Jean-Louis Durpaire et Jean-Louis Véran, cadres honoraires de l’Éducation nationale[1], nous livrent une étude au long cours de l’École, une institution toujours et plus que jamais indispensable à la construction de l’Homme, mais dont l’évolution doit cependant être repensée, voire maîtrisée dans une époque de profondes transformations. Se fondant sur une analyse diachronique, ils mettent en regard études et témoignages pour en repenser le fonctionnement au regard des objectifs d’une nouvelle conception de la réussite. Comment cette vénérable institution peut-elle changer de logiciel, modifier son fonctionnement et les valeurs qui fondent l’éducation des jeunes pour placer l’épanouissement au coeur de son projet ? Et comment l’école doit-elle changer pour transformer réellement le Monde ?
Jean-Louis Durpaire et Jean-Louis Véran ont accepté de répondre à nos questions.
Jean-Louis Durpaire Jean-Pierre Véran
Le titre de votre livre évoque d’abord le bonheur, puis l’école : deux termes qui semblent éloignés l’un de l’autre, associés à l’idée de révolution.
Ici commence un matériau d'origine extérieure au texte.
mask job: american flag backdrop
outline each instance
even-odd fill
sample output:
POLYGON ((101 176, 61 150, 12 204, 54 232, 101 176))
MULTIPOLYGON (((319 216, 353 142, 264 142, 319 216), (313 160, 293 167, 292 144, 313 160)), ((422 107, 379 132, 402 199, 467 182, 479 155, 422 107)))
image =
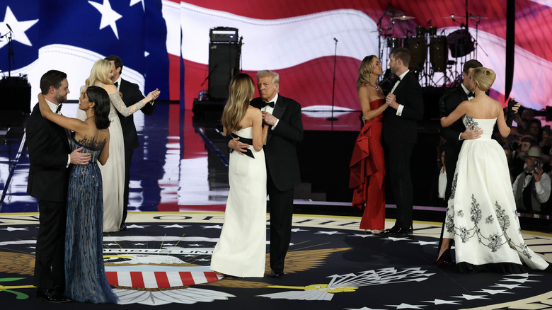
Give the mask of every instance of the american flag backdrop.
MULTIPOLYGON (((469 32, 478 38, 477 58, 493 69, 493 94, 503 99, 505 81, 506 1, 468 1, 468 11, 481 19, 469 32)), ((524 105, 541 109, 552 90, 552 1, 516 1, 514 84, 510 96, 524 105)), ((0 34, 13 30, 15 64, 11 75, 27 74, 38 93, 40 76, 50 69, 69 74, 72 93, 84 84, 93 62, 118 54, 122 76, 144 92, 161 90, 161 99, 180 100, 191 109, 208 74, 209 30, 233 27, 243 37, 241 67, 254 75, 270 69, 281 76, 280 92, 304 108, 331 105, 334 52, 337 45, 335 105, 357 110, 358 66, 379 50, 377 23, 386 8, 415 18, 396 21, 393 36, 404 37, 417 25, 431 23, 439 35, 459 29, 443 18, 466 14, 464 0, 4 0, 0 34)), ((464 18, 465 20, 465 18, 464 18)), ((390 23, 389 16, 382 20, 390 23)), ((385 42, 382 42, 385 45, 385 42)), ((466 59, 475 57, 475 52, 466 59)), ((449 56, 449 59, 457 60, 449 56)), ((382 60, 386 61, 386 56, 382 60)), ((7 75, 8 45, 0 40, 0 68, 7 75)), ((453 68, 460 71, 459 67, 453 68)))

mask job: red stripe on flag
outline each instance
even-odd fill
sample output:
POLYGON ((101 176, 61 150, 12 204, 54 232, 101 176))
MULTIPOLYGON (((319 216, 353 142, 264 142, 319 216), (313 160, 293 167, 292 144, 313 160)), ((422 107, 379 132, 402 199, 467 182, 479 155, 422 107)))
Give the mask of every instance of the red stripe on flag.
POLYGON ((171 287, 166 272, 156 271, 154 275, 155 275, 155 280, 157 282, 157 287, 171 287))
POLYGON ((217 274, 212 271, 204 271, 203 274, 205 275, 205 279, 207 279, 208 282, 217 281, 219 280, 219 277, 217 277, 217 274))
POLYGON ((116 271, 107 271, 105 276, 110 285, 119 285, 119 277, 117 276, 116 271))
POLYGON ((133 287, 145 287, 144 285, 144 277, 139 271, 131 271, 130 280, 132 282, 133 287))
POLYGON ((194 281, 193 277, 192 277, 192 272, 187 272, 187 271, 181 271, 178 272, 178 275, 180 276, 180 280, 182 280, 182 285, 192 285, 193 284, 195 284, 195 281, 194 281))

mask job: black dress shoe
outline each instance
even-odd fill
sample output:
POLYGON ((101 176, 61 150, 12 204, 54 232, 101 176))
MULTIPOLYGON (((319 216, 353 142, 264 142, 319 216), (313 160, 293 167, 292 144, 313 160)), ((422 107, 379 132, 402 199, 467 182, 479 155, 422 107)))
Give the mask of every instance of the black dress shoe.
POLYGON ((54 289, 38 289, 36 291, 36 299, 47 302, 68 302, 72 301, 71 299, 64 296, 54 289))
POLYGON ((284 275, 283 271, 270 270, 270 277, 282 277, 284 275))

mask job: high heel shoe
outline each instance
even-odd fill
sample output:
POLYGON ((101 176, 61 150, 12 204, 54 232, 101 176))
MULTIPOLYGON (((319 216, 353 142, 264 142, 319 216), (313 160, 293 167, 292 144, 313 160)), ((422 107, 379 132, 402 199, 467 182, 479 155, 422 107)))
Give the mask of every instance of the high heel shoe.
POLYGON ((437 265, 437 266, 441 266, 442 265, 448 266, 453 264, 454 263, 452 263, 452 260, 450 258, 449 248, 444 250, 444 252, 443 252, 442 254, 441 254, 441 256, 439 256, 439 258, 437 258, 437 261, 435 262, 435 265, 437 265))

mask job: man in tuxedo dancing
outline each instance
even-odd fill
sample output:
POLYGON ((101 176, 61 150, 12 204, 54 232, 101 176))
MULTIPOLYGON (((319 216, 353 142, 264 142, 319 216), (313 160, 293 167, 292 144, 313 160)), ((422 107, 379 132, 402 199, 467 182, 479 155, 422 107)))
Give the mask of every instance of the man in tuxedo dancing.
MULTIPOLYGON (((56 113, 69 93, 67 75, 50 70, 40 79, 40 91, 56 113)), ((68 169, 70 163, 86 165, 90 153, 72 152, 65 130, 42 116, 35 105, 26 128, 29 151, 27 193, 38 200, 40 227, 36 241, 34 285, 38 299, 70 302, 63 295, 65 287, 65 222, 68 169)))
MULTIPOLYGON (((122 73, 122 60, 118 56, 111 55, 105 57, 105 60, 111 62, 111 69, 113 71, 113 76, 111 81, 113 81, 117 90, 122 93, 122 102, 127 107, 132 105, 138 101, 144 99, 144 96, 140 91, 138 84, 131 83, 121 77, 122 73)), ((146 104, 140 110, 146 115, 154 114, 155 105, 153 104, 146 104)), ((138 134, 136 132, 134 125, 134 114, 129 116, 123 116, 119 111, 117 112, 119 115, 119 120, 121 121, 121 128, 122 129, 122 137, 125 141, 125 193, 122 201, 122 219, 120 230, 127 229, 125 222, 127 219, 127 212, 128 210, 128 195, 129 183, 130 183, 130 164, 132 162, 132 154, 134 149, 140 146, 138 141, 138 134)))
MULTIPOLYGON (((260 97, 251 105, 263 111, 265 125, 270 126, 263 148, 267 168, 267 193, 270 200, 270 276, 284 275, 284 263, 292 239, 293 189, 301 183, 295 144, 303 139, 301 105, 278 94, 280 76, 264 70, 257 74, 260 97)), ((248 144, 230 140, 231 150, 243 155, 248 144)))
POLYGON ((386 147, 386 166, 397 205, 396 222, 384 236, 412 234, 413 189, 410 157, 418 139, 417 121, 423 117, 422 87, 415 74, 408 70, 408 50, 398 47, 389 56, 391 72, 398 76, 386 102, 391 109, 384 112, 383 140, 386 147))
MULTIPOLYGON (((464 80, 459 86, 456 87, 443 95, 439 99, 439 117, 449 116, 449 115, 458 107, 462 101, 473 98, 473 93, 468 89, 470 81, 468 75, 473 71, 473 69, 483 67, 481 62, 476 59, 470 59, 464 64, 462 69, 462 77, 464 80)), ((477 139, 483 134, 483 130, 477 128, 472 130, 472 125, 468 128, 464 125, 461 117, 452 125, 441 128, 441 137, 447 142, 444 144, 444 166, 447 167, 447 190, 444 193, 445 201, 449 201, 452 188, 452 179, 454 177, 454 171, 456 169, 458 155, 460 154, 460 148, 464 140, 477 139)))

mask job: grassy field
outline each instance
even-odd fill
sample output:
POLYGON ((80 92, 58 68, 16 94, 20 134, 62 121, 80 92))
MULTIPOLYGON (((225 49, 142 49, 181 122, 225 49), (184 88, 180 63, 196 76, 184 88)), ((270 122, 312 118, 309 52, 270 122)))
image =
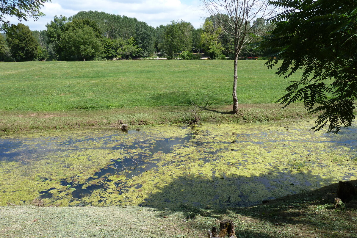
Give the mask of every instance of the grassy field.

Pourquoi faudrait-il révolutionner l’école aujourd’hui ?
Jean-Louis Durpaire : le titre de notre ouvrage porte un projet en effet autour des trois mots « bonheur », « école », « révolution ». Notre propre parcours à Jean-Pierre Véran et moi-même nous a fait vivre des expériences très diversifiées - professeur de lettres pour l’un, de mathématiques pour l’autre, inspecteur, formateur et maintenant intervenant expert auprès de divers organismes, particulièrement France Education international et membre du laboratoire Bonheurs de l’Université de Cergy.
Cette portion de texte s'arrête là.